Over the last three decades, there has been the recognition of a very disturbing trend of antibiotic resistance amongst a wide variety of pathogens that are causing serious disease in patients residing in the community, in long-term care facilities, and in hospitals. Especially troublesome have been Streptococcus pneumoniae that may be resistant to penicillin and/or fluoroquinolones; Staphylococcus aureus, including all methicillin-resistant S. aureus (MRSA) variants, and rarely, those that may be resistant to vancomycin, linezolid, or daptomycin; Enterococcus spp. that are not susceptible to ampicillin, vancomycin, linezolid, or daptomycin; extended-spectrum β-lactamase-producing (ESBL) Escherichia coli and Klebsiella pneumoniae resistant to numerous agents; multidrug-resistant (MDR) Pseudomonas aeruginosa, Stenotrophomonas maltophilia, and Acinetobacter spp.; carbapenem-resistant K. pneumoniae, E. coli, and other Enterobacteriaceae; clindamycin-resistant Bacteroides fragilis; and Mycobacterium tuberculosis organisms resistant to all available drugs.

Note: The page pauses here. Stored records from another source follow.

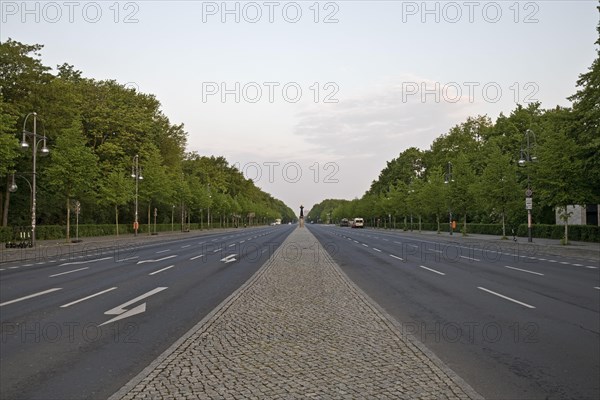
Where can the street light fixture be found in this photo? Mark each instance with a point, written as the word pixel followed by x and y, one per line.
pixel 136 173
pixel 36 140
pixel 525 158
pixel 448 179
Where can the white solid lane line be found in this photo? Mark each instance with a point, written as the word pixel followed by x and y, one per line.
pixel 505 297
pixel 161 270
pixel 85 262
pixel 160 259
pixel 524 270
pixel 29 296
pixel 88 297
pixel 68 272
pixel 432 270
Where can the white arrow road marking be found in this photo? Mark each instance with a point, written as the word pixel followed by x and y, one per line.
pixel 229 258
pixel 85 262
pixel 68 272
pixel 122 312
pixel 161 270
pixel 136 310
pixel 160 259
pixel 29 297
pixel 88 297
pixel 505 297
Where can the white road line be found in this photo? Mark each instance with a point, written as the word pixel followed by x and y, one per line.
pixel 505 297
pixel 432 270
pixel 524 270
pixel 88 297
pixel 68 272
pixel 85 262
pixel 161 270
pixel 29 296
pixel 160 259
pixel 128 258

The pharmaceutical industry has responded to this grave concern and has developed a variety of agents, for example quinupristin–dalfopristin, linezolid, daptomycin, telavancin, and dalbavancin, which generally inhibit the growth of gram-positive bacteria; ceftaroline and ceftibiprole, which are cephalosporin class drugs that inhibit gram-positive organisms, including MRSA, and gram-negative bacteria; and tigecycline, which possesses inhibitory activity for a wide range of gram-positive, gram-negative, and anaerobic bacteria. As these antibiotics are used more frequently, it may be easier to precisely establish the indications for their use, their potential to cause toxicities and drug–drug interactions, and to identify the preferred agent for a specific infection.